It’s that time of year again: performance review season! Wait, do you mean you’re not excited? Rather than seeing the review process as negative, remember that it's your chance to stand out and shine. While you'll likely receive both constructive criticism and positive feedback from your boss, you should also see this as an opportunity to put your accomplishments and goals front and center.
Here are 15 performance review tips you should put into practice before your next evaluation:
If self-assessment isn’t part of your company’s employee performance review process (some companies may have a self-appraisal form or process), do one anyway and email it to your manager a few days before your meeting. Make it brief, and include two things you did well last year, one mistake, and what you are currently doing to avoid repeating that mistake.

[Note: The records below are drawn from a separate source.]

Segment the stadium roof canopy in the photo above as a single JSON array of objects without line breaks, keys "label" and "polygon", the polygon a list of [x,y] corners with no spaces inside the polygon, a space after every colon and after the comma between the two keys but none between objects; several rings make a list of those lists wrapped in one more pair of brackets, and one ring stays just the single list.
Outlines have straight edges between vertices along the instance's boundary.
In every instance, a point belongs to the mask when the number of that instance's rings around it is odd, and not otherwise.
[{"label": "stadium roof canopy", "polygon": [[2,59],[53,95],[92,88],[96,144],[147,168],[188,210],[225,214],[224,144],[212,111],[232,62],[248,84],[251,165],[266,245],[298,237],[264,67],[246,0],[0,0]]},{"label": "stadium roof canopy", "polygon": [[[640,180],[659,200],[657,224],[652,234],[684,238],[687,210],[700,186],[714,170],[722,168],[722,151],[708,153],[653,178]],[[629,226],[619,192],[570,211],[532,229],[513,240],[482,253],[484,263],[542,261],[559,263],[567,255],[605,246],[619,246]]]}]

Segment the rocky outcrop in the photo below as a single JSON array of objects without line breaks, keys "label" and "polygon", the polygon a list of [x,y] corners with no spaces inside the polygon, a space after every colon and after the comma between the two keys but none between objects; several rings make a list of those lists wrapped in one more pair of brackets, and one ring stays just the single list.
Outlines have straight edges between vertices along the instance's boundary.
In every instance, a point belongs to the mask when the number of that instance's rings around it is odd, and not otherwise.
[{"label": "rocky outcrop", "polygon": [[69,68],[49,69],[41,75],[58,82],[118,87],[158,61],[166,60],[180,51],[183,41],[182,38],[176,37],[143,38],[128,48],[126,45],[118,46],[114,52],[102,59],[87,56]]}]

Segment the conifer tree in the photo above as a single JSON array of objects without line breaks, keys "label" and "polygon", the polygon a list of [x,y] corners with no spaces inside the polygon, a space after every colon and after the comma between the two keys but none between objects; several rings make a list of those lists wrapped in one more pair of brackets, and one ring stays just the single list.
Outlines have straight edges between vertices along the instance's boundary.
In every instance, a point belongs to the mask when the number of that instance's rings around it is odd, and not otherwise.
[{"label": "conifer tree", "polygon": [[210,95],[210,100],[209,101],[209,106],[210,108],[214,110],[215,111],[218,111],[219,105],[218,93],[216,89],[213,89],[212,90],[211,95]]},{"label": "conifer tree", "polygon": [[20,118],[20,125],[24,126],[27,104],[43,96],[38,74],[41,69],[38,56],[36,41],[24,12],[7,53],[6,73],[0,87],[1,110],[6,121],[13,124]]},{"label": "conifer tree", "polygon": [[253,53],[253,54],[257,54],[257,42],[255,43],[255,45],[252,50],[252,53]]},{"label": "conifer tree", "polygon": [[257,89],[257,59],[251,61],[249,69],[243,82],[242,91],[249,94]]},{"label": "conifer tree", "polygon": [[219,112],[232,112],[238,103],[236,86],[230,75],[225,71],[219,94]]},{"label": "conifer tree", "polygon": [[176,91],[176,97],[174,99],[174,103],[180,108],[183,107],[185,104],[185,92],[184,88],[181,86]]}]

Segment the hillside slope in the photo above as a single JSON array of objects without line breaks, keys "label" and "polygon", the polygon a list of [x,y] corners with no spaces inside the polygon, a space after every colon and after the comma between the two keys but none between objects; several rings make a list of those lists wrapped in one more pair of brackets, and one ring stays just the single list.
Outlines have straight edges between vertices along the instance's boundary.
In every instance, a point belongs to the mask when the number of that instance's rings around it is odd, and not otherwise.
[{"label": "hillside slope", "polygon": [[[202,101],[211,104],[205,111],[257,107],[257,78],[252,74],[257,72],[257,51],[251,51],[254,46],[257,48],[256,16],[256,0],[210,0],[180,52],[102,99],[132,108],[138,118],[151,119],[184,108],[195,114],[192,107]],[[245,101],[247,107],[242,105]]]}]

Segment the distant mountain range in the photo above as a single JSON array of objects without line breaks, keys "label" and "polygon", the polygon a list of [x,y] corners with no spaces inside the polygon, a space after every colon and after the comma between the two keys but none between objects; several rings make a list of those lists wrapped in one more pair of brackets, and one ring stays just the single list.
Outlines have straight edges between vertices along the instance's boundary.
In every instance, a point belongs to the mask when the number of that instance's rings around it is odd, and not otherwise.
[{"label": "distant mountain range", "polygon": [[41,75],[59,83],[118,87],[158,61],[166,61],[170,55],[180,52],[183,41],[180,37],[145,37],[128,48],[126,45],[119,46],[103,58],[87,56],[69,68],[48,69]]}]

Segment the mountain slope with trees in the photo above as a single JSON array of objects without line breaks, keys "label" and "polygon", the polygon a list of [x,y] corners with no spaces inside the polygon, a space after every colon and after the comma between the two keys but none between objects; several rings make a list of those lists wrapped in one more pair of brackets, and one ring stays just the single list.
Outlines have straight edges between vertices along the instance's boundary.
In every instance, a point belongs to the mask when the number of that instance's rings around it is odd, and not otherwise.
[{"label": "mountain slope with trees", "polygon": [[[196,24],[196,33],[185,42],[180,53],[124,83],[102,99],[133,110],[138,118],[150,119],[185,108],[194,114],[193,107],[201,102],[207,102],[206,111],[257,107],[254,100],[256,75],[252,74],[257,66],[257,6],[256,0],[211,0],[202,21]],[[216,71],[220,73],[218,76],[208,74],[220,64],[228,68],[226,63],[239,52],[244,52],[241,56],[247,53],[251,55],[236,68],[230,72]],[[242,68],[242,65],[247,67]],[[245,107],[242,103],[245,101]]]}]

It’s time to brag about all your hard work over the past 12 months (or six if this is a mid-year review). Go through your inbox and look for “Atta girl” emails. Visit your employee incentive program’s website and make note of why your coworkers gave you points. Open your calendar and look for meetings you led, events you managed, and projects you spearheaded.
If you can’t remember the major coup you achieved six months ago, your manager sure won’t. Using your list, flesh out why these accomplishments happened. Did you go the extra mile for the client? Explain what you did, how you did it, and why you are the only one who could achieve what you did.
In addition to noting what you did, explain why your accomplishments matter, quantifying them if possible. Did you catch a typo on an invoice saving the company $1,000? Put it on the list. Did you improve the inventory process reducing loss by 3%? Put it on your list.
How did you catch that $1,000 typo? By proofreading the invoice? Then proofreading is one of your strengths, even if it's not in your job description. Did you work particularly well with a colleague on a project? Add "team player" to the list as well. Even small skills you have or the tasks you perform particularly proficiently count.
Don’t even bother with the old “disguising a strength as a weakness” routine. If you don’t see any weaknesses in yourself, ask your kids. They’ll happily give you a list. Or, ask a friend or a trusted co-worker. A close colleague may be your best resource in this regard because she knows you in a work environment and will be honest about your job weaknesses and setbacks.
Limit your weaknesses to two and describe how you’ll make them less impactful this year. Will you take a class? Set up a new organization system? Overhaul your to-do list? Make sure you have a plan for how you'll address your weaknesses to improve your overall performance, not just from your annual performance review, but to better yourself as an employee.
SMART goals allow you to create goals that you can actually carry out and realize. Use your company’s mission statements and growth strategy as filters for these goals. If your company doesn't have a clear outline for achieving your goals, use the SMART system with a previous review or other feedback you've received, as well as your own personal appraisal of your performance.
Even if you're not up for a promotion at this time, it will be in the future. Make a strong impression so your manager favorably remembers you. That way, when it comes time for your promotion, you'll have data to back it up.
You've got this. You do good work. This meeting isn’t only about your job, it’s also about where you want your career to go and if this company can take you there. Remind yourself of your strengths and what you contribute to the company regularly—not just when your performance appraisal rolls around.
The hard work you did last year is just the beginning. Point out your favorite projects, remind your boss why you did so well, and tell her how you’ll go faster and further this year. Show your boss that you're constantly looking to improve and better yourself, the team, and your company.
This is an official check-in among the regular unofficial check-ins you already have, right? If not, set a quarterly task on your calendar to ask your manager how she thinks you’re performing. You can do this formally or informally, but be careful not to come across like you're looking for praise. When you check in with your boss, be ready to receive constructive criticism along with the praise.
Your manager has to give all her employees feedback. The majority of yours will be positive because you killed it last year, right? But even if that's the case, your manager will also suggest ways to improve. Be mentally open to receive them. Chances are, you already know your weaknesses, so be prepared with a plan for addressing them.
Did you read an accounting book so you could interpret the P&L statement? Did you take a mastering-Excel class through MOOL so you can track sales better? Be sure to mention it. Perhaps you earned a certificate or award. All these things increase your value as an employee, and your manager should be aware of them.
Browse your company’s intranet. Look at open positions and read the job descriptions. See one you want? Many companies judge their managers by how they move their direct reports up the ladder. If you find a position for which you'd like to apply, follow your company's steps for applying internally, and be sure to mention your plan to your boss as a courtesy; you don't want her to hear it from someone else.
You don't need to be afraid of performance reviews. Think of them as an opportunity to earn the recognition you deserve—as well as receive feedback that will help you improve. With these simple steps, you will have an awesome performance review. Don’t dread it; go and get it!